The President absolutely needs a functioning Congress to pass budgets and do other things that are essential to his ability to run the country, if he kept the legislature essentially permanently in a state of limbo his own power to do anything would be very limited.
Further, the President already has several powers which in the “obnoxious case scenario” he could use extremely disruptively. I brought up the pardon power precisely because it is a power that the SCOTUS has ruled is essentially unlimited in scope and unchecked by any constitutional mechanism. I have not seen the pardon power as something that gets crazy, although there are always unfortunate end of Presidency pardons that do seem to happen.
The current veto power of the President requires 2/3rds majorities from both houses to overcome, and I would argue that it could be just as disruptive as continually dissolving the House if it were used constantly. What would happen to a President that constantly vetoed every single piece of legislation? Well, Andrew Johnson only vetoed a few things that the Radical Republicans wanted and he ended up impeached and while he survived the trial in the Senate he did end up politically marginalized. A President that was actually vetoing everything would probably have been convicted in the Senate.
I had sort of considered various alternative mechanisms like allowing the House to prevent its dissolution by passing some blocking legislation with some level of supermajority, but I just don’t think it is necessary. I don’t think people should dismiss the idea of how powerful the notion of “that just isn’t appropriate” is. Under the constitution of Canada, the Governor General could, as I understand it: Withhold assent for any legislation he wanted, with little ability of Parliament to override this, or dissolve or prorogue Parliament on a whim, with little ability of Parliament to stop it. The reason that does not happen is essentially tradition, and the fact that the people put into the position of G-G just aren’t the sort who would do such a thing. If they did, you would see a dramatic change to Canada’s constitution very quickly.
In any case, the reason to grant the power to dissolve the House is for him to use it in extreme scenarios. Is it possible that a President would use it in other scenarios, to his political benefit? Yes. However, such an act would not be without risks, and the fact that he could call new elections again and again to try and get bigger majorities in the House is dramatically undermined by the fact that such action would irreparably harm the Presidency. To me, the possibility is remote enough that the system does not need to be hard coded against it.

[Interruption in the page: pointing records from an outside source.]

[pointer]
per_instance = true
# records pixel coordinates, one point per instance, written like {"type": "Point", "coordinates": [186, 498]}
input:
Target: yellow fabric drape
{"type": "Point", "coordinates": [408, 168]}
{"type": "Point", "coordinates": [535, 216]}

Instead, it should be dealt with the same way something as unlikely as a rogue monarch in the UK or Governor General in Canada would be handled: by immediate and dramatic constitutional changes, those positions have vast powers that are never exercised because the public would not stand for it. The Presidency has real power that the public expects will be wielded by the President, but it also has powers it expects the President to use sparingly and with discretion. This power would fall into that category and I do think that the system would self correct if a President went off the deep end with it, either through constitutional changes or impeachment. However, I don’t think it is good policy to limit the options on the table by creating various hard coded limitations on the power itself.